Zehntausende gehen in Ungarn auf die Straße
10. April 2017Nach Angaben der Organisatoren nahmen 80.000 Menschen an der Kundgebung im Zentrum von Budapest teil, die Nachrichtenagentur AFP spricht lediglich von 60.000. Zu dem Protest hatte die Facebookgruppe "Für Bildungsfreiheit" aufgerufen. Die Menge zog vom Donauufer vor das Parlament.
Wie schon bei einer ähnlichen Demonstration am vergangenen Montag forderten Gegner des rechtskonservativen Ministerpräsidenten Viktor Orban den Erhalt der privaten amerikanisch geführten Central European University (CEU). Die Regierung hatte am Dienstag im Eilverfahren ein Gesetz durchs Parlament gepeitscht, das Bestimmungen enthält, die den künftigen Betrieb der Universität unmöglich machen.
Die Hochschule, an der derzeit 1400 Studenten aus 108 Ländern eingeschrieben sind, wurde 1991 vom US-Milliardär George Soros gegründet. Dieser wollte damit nach dem Ende des Kommunismus die Ausbreitung der Ideen von Demokratie und Liberalismus im ehemals kommunistischen Raum unterstützen. Orban hingegen bekennt sich zum Ausbau eines "illiberalen" Staates und sieht in Soros eine Bedrohung für seine Pläne.

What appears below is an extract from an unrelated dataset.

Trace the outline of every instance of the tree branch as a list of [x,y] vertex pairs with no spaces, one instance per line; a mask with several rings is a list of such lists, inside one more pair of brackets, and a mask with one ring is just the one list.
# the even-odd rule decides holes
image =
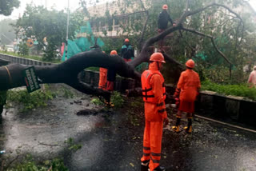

Spannungen im US-ungarischen Verhältnis
Auf dem Kossuth-Platz in Budapest forderten die Demonstranten Präsident Janos Ader auf, das Gesetz per Veto zu blockieren. Ader, der Obans regierender Fidesz-Partei angehört, war im März vom Parlament für eine fünfjährigen zweite Amtszeit wiedergewählt worden. Die Protestierenden skandierten Ausrufe wie "Freies Land, freie Bildung", "Orban raus", "Viktator" und "Europa, Europa".
CEU-Student Daniel Berg sagte vor der Menge, in der Karriere eines jeden Politikers gebe es Momente, "in denen sie die Chance haben zu beweisen, dass sie Volksvertreter und Staatsmänner sind anstatt nur Fußknechte ihrer Partei". Ein Land, das Bildungseinrichtungen schließe, "kann nicht erfolgreich sein", erklärte Berg.
Auch außerhalb Ungarns protestierten Hunderte Spitzenwissenschaftler und zahlreiche Nobelpreisträger gegen die potentielle Schließung der CEU. Mehr als 900 Akademiker aus aller Welt unterzeichneten einen entsprechenden Protestbrief. Auch die Bundesregierung äußerte sich kritisch. Zudem führte das neue Gesetz zu Verstimmungen im ungarisch-amerikanischen Verhältnis. Anfang der kommenden Woche wird der Europa-Beauftragte des US-Außenamtes, Hoyt Yee, zu Gesprächen in der ungarischen Hauptstadt erwartet.